Weigut Bayer-Erbhof

Leithaberg / Donnerskirchen

Über das Weingut

Ein leichtes Erbe

Wie gut die Generationenfolge am Bayer-Erbhof funktioniert, lässt sich bei einem gemeinsamen Gespräch mit Josef Bayer Sen. und Josef Bayer Jun. recht gut ermessen: Keiner fällt dem anderen ins Wort, man spielt sich die Bälle zu, ergänzt einander, der Vater ein wenig knorriger, der Sohn ein bisschen marketingorientierter, beide charmant und selbstsicher. Wenn die Bayer-Josefs ihren Wein auch nur ansatzweise so harmonisch herstellen, darf man sich die Arbeit hier, in einem uralten Doppel-Streckhof an der Donnerskirchner Hauptstraße, ausgesprochen angenehm vorstellen. Wie lange die Generationen hier schon aufeinander folgen, erfährt man bei einem kleinen Rundgang über den Hof und bis zu dessen Rückseite, wo Reste der alten Türkenmauer von Donnerskirchen stehen. Eine Plakette zeigt einen Stich von 1651, der Bayer-Hof darauf klar erkennbar.
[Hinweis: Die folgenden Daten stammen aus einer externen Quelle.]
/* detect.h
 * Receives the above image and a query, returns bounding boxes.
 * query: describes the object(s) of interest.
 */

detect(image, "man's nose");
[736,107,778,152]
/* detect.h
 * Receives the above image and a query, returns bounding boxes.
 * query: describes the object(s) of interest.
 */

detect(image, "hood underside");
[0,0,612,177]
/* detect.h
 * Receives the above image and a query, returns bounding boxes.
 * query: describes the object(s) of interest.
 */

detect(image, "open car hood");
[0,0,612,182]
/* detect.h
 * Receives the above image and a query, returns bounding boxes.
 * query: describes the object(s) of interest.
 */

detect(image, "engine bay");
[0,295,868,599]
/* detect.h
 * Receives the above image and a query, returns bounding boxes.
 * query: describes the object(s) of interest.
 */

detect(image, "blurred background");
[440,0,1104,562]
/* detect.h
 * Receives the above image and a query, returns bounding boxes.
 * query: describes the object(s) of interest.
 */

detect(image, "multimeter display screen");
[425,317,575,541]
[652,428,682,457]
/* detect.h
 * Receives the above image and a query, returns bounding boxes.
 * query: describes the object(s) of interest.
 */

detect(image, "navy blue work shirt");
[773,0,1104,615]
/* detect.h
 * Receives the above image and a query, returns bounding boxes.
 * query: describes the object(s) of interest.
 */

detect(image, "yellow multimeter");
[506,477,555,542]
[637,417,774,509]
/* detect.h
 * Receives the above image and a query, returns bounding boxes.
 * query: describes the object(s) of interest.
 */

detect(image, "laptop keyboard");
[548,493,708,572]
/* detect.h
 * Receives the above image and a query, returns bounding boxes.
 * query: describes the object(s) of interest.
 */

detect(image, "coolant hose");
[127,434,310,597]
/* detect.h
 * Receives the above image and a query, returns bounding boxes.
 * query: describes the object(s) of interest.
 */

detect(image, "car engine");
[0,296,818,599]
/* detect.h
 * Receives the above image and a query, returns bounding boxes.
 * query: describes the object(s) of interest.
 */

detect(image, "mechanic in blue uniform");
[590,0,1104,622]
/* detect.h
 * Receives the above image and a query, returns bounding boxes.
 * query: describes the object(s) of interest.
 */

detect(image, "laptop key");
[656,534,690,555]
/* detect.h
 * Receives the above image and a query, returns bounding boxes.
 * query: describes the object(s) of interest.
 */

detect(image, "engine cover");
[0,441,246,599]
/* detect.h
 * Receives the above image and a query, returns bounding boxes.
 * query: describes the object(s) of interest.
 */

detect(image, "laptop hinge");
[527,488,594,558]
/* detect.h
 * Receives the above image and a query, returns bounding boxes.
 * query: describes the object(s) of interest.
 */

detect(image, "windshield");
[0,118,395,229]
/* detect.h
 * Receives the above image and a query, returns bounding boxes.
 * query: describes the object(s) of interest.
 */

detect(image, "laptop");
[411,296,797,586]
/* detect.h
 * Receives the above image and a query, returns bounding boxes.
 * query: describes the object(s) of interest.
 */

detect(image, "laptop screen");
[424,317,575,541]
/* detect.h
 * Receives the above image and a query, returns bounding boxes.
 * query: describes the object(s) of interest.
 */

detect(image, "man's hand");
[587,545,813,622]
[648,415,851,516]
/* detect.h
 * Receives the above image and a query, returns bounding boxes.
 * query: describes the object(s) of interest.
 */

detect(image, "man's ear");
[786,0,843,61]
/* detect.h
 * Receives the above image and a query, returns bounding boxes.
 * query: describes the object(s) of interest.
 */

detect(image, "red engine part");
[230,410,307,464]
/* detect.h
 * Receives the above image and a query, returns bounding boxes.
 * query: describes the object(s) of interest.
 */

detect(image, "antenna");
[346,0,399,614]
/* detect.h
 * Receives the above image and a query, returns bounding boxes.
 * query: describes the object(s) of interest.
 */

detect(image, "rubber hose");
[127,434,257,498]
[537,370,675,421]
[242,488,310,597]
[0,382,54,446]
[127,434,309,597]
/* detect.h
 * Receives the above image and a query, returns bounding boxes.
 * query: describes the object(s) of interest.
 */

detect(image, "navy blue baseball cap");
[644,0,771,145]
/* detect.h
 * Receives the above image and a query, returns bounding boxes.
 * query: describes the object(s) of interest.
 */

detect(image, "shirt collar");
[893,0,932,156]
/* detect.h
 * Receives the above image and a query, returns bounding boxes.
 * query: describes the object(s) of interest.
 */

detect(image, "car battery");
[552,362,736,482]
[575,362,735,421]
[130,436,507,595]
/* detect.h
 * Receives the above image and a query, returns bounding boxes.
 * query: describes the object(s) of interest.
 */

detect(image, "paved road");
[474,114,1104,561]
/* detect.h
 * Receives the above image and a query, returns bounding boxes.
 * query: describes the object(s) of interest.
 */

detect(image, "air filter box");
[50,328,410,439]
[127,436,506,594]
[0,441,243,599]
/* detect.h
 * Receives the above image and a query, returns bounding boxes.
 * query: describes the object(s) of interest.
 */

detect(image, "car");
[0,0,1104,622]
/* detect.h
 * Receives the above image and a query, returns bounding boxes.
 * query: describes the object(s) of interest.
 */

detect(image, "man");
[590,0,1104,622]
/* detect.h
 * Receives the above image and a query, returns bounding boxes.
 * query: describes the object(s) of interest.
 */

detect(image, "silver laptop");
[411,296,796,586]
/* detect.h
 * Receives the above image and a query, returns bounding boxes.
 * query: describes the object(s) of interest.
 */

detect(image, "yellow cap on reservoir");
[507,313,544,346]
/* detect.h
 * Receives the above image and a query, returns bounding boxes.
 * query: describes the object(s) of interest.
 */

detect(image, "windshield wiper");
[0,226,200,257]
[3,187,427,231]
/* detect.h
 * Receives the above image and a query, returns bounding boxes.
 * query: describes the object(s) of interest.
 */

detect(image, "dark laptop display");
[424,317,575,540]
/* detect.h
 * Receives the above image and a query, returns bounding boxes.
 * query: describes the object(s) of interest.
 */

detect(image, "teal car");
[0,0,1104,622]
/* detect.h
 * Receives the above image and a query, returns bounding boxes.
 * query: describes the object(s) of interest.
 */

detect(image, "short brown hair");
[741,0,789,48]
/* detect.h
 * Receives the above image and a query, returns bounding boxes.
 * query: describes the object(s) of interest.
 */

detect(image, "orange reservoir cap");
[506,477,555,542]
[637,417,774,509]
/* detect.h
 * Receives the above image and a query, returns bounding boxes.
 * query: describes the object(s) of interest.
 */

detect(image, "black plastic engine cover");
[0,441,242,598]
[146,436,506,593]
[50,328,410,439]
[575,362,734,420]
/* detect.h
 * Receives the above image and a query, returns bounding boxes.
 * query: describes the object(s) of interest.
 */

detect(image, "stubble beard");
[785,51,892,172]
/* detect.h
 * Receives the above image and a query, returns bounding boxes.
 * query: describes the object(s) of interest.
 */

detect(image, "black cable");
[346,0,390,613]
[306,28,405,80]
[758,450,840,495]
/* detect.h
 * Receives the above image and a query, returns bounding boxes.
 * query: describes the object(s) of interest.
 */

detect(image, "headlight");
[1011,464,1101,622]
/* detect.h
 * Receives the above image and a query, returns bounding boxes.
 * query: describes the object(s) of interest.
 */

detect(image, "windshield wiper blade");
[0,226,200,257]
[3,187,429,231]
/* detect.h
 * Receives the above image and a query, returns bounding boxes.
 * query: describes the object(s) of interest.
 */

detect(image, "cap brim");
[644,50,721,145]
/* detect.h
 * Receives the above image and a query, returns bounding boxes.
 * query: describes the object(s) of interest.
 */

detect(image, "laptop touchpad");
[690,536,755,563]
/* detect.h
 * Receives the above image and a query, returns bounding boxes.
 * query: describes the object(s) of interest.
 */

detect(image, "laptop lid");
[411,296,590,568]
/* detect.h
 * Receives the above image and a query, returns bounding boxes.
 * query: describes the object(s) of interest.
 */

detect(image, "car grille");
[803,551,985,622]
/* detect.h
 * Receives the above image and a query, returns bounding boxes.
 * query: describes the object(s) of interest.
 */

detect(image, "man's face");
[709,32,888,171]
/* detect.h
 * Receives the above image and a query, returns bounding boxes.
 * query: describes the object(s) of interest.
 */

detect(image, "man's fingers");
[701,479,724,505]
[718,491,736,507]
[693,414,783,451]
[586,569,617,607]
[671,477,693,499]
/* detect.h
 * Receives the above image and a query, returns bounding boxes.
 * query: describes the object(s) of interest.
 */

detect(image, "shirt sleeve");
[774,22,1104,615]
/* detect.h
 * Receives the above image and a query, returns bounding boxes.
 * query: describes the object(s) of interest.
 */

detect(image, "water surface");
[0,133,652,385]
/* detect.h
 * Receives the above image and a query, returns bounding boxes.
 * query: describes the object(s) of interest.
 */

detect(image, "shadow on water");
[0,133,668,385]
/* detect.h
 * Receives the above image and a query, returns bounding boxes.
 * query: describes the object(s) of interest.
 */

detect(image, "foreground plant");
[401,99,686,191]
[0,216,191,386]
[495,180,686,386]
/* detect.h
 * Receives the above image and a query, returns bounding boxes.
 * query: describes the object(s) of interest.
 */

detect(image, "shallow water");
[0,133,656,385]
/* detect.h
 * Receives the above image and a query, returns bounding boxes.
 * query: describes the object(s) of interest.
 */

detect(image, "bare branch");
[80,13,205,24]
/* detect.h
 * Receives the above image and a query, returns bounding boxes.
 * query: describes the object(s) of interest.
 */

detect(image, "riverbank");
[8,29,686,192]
Neben und hinter den Mauerresten bauen Bayers ihren Wein an, Josef Jun. führt durch eine junge Chardonnay-Anlage und erklärt, wie er sich einen Weingarten vorstellt: Üppige Begrünung zwischen den Rebzeilen, konsequente Ertragsreduktion, blitzsaubere Stöcke: „Das ist ein bisschen mein Vorzeigeweingarten.“ Seine Vorzeigeweine sehen so aus: körperreich, kräftig, trotzdem knackig, konsequent am Terroir entlang gekeltert; auch das ganz im Sinne des Vaters, der schon vor fünfzehn Jahren gemeinsam mit einer Handvoll Kollegen aus der Region die heute weithin gefeierte Leithaberg-Stilistik entwickelt hat, durchaus auch als Gegenpol zum damals um sich greifenden Trend international angehauchter Weinen made in Österreich. Die Koexistenz der örtlichen Winzerschaft fällt überhaupt branchenuntypisch kollegial aus, mit den Weingütern Liegenfeld, Neumayer und Sommer (übrigens profil-Gebietssieger bei den roten Leithaberg-Weinen) bilden Bayers das sogenannte „Weinquartett Donnerskirchen“. Bayer: „Ich möchte das nicht mehr missen. Diese Freundschaft, dieses Vertrauen unter Kollegen.“ Harmonie, wohin man blickt. Und wenn man ganz genau hinschaut, sieht man ein leichtes Lächeln im Jungwinzergesicht. Man darf sich Josef Bayer als glücklichen Weinbauern vorstellen.

 

Das Weinbaugebiet:

Kaum ein anderes österreichisches Weinbaugebiet verfügt über eine derartige Sortenvielfalt wie die Gegend am Westufer des Neusiedlersees, konkret die politischen Bezirke Eisenstadt und Umgebung sowie die Gemeinden Jois und Winden. Auf den von Kalk und Schiefer geprägten Böden an den Südosthängen des Leithagebirges werden Pinot Blanc, Chardonnay, Neuburger und Grüner Veltliner sowie Blaufränkisch als gebietstypische Weine produziert, wobei eine kräftige, mineralisch-würzige Stilistik dominiert.